Toute cette avanture des trois mages, ou des trois rois, a beaucoup occupé les critiques. On a recherché quelle était cette étoile ; pourquoi il n’y eut que ces trois mages qui la virent ; pourquoi ils prirent un enfant, né dans l’étable d’une taverne, pour le roi des juifs ; comment Hérode, âgé de soixante et dix ans, et qui avait autant d’expérience que de bon sens, put croire une si étrange nouvelle. On a fait sur tout cela beaucoup d’hypotheses. Des commentateurs ont dit que la chose avait été prédite par Zoroastre. On trouve dans Origene que l’étoile s’arrêta sur la tête de l’enfant-Jésus. La commune opinion fut que l’étoile se jetta dans un puits ; et on prétend que ce puits est encore montré aux pélerins qui ne sont pas astronomes. Ils devroient descendre dans ce puits ; car la verité y est.

Ces discussions occupent les savants.
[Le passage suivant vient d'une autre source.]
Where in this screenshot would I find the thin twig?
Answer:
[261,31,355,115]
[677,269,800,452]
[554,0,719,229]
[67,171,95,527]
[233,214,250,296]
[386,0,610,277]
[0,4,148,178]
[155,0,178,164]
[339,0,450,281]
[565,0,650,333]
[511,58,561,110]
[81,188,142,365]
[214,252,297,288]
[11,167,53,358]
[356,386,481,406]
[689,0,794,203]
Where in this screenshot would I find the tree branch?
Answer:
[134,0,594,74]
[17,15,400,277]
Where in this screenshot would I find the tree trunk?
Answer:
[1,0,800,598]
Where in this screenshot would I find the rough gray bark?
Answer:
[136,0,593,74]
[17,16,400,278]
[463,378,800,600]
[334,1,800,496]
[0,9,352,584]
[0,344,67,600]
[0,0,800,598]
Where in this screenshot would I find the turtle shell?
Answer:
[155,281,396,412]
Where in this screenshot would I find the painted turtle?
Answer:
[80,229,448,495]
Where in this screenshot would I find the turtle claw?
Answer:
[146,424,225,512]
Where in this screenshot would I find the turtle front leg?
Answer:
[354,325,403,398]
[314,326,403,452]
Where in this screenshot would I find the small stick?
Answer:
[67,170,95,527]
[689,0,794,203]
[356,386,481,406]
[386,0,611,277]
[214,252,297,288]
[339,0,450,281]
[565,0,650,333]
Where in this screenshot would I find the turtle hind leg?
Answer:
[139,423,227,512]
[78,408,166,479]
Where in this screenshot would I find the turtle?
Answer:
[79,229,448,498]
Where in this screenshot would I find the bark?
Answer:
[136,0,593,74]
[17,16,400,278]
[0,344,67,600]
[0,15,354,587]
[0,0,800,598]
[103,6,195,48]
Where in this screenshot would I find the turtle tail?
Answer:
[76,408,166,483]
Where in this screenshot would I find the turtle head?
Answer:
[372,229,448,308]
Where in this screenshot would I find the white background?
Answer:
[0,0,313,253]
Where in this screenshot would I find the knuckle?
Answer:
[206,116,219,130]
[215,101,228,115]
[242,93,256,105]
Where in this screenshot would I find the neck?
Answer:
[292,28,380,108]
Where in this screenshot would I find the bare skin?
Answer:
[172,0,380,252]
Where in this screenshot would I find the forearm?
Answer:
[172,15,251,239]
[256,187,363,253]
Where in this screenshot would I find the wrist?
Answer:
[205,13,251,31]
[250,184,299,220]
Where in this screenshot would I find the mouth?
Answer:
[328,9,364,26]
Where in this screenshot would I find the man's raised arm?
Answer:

Il n’y a point de dispute sur la morale ; elle est à la portée des esprits les plus simples.

Il est étrange que la commémoration des trois rois et des trois mages soit parmi les catholiques un objet de culte et de dérision tout ensemble, et qu’on ne connaisse guere ce miracle que par le gâteau de la feve, et par les chansons comiques qu’on fait tous les ans[1] sur la mere et l’enfant, sur Joseph, sur le bœuf et l’âne, et sur les trois rois.

VI. Ἰδοὺ, ἄγγελος Κυρίου φαίνεται ϰατ’ ὄναρ τῷ Ἰωσὴφ, λέγων· Ἐγερθεὶς παράλαϐε τὸ παιδίον ϰαὶ τῆν μητέρα αὐτοῦ, ϰαὶ φεῦγε εἰς Αἴγυπτον.

Voilà que l’ange du Seigneur apparut à Joseph pendant son sommeil, disant : Éveille-toi, prends l’enfant et sa mère, et fuis en Egypte. (Matth., cbap. ii, V. 13.)

Ce qui a le plus embarrassé les commentateurs, c’est que ni saint Jean, ni Marc, ni Luc qui a écrit si tard, et qui dit avoir tout écrit diligemment et par ordre, non-seulement ne parle point de cette fuite en Egypte, mais que Luc dit expressément le con-

  1. Les Mémoires secrets, connus sous le nom de Bachaumont, en ont conservé une très-piquante, à la date du 31 décembre 1763. (B.)